FirstRand sees profit rising more than expected after the South African economy rebounded strongly from the early stages of the coronavirus pandemic.
Africa’s biggest bank by market value sees earnings per share rising by at least 35% in the year through June, according to a statement on Monday. Impairments are significantly lower than anticipated and the cost of credit has improved, the Johannesburg-based company said.
“Current trends indicate that customers are utilising discretionary savings as the economy has opened up,” FirstRand said. “Consumer spending is now back at pre-Covid levels.”
The lender joins other South African banks in seeing an improved outlook as the nation recovers from an economic contraction of 7% last year, largely caused by lockdown measures to contain the coronavirus. Standard Bank Group Ltd. said last week it anticipates headline earnings per share will rise by at least 40% for the six months through June.
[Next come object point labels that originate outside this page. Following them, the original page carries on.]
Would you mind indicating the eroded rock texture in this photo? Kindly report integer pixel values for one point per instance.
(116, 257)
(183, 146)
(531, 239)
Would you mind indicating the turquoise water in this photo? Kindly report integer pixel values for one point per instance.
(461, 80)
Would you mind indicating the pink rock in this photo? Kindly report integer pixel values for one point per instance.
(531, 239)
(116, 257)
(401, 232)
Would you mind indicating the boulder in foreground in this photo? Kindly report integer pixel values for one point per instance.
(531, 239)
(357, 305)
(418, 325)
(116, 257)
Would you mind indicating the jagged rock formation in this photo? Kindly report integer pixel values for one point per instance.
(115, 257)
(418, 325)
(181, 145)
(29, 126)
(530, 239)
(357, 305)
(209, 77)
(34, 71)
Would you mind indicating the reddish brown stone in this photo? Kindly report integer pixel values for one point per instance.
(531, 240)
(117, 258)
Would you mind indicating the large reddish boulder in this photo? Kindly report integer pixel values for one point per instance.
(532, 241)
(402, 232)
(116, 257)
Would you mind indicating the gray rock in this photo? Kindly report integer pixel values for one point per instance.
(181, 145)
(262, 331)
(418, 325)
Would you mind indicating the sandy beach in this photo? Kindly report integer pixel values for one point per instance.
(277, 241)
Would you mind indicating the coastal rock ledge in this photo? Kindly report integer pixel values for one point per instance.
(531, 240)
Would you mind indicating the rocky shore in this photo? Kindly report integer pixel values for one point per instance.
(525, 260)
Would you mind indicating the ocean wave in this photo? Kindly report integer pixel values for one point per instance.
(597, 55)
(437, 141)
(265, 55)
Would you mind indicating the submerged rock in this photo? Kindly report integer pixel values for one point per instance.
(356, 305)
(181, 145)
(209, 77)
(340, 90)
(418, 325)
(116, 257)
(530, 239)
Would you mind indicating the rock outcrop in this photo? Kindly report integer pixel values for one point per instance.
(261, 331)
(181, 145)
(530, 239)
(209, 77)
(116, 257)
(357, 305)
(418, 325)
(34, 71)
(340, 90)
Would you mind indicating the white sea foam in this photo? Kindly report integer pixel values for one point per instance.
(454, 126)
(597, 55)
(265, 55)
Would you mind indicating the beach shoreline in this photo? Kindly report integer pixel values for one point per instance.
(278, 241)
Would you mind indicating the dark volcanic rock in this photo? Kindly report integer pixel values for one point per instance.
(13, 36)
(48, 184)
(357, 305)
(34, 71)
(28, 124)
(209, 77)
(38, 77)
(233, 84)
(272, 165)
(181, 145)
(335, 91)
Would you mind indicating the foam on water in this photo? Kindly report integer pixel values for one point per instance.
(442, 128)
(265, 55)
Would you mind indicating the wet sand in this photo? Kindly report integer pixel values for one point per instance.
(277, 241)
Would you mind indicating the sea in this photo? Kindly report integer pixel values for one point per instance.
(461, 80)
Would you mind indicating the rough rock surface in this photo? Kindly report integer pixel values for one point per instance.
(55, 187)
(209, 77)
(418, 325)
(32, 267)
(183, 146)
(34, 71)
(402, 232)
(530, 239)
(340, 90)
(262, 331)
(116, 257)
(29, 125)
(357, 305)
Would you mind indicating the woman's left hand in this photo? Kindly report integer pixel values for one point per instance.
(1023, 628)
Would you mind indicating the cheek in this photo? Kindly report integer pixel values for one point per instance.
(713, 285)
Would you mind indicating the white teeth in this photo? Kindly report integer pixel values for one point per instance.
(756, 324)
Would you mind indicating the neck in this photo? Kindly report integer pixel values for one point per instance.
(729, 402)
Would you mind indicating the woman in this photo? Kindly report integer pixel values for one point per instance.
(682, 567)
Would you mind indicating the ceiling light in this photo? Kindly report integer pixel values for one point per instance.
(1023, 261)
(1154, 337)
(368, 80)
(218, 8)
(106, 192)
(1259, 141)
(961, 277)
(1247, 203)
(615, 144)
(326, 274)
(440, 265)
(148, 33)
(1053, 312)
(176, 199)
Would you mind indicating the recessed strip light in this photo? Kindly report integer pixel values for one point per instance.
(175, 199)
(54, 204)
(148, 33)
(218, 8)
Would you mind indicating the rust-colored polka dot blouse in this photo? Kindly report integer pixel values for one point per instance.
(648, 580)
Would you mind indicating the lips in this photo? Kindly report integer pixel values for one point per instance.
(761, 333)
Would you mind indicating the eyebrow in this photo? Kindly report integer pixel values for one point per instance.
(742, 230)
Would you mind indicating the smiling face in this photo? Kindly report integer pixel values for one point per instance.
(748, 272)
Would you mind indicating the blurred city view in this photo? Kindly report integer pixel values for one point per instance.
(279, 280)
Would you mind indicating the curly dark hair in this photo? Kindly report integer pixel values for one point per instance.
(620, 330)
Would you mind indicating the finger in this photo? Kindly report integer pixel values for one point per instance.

South Africa’s central bank sees a a rebound to 4.2% growth this year, and first-quarter data due Tuesday will probably show an expansion from the previous three months. That said, the economy is still likely to have contracted from the mostly pre-lockdown period a year earlier, while power-supply shortages continue to weigh on the recovery.
South Africa’s banking regulator has also relaxed guidance on capital preservation, altered to make sure the industry continued to lend during the worst of the pandemic. That’s helped South Africa’s big four banks issue dividend payments earlier this year.
FirstRand shares rose 0.6% by 10:25 a.m. in Johannesburg, extending the year’s gains to 10%.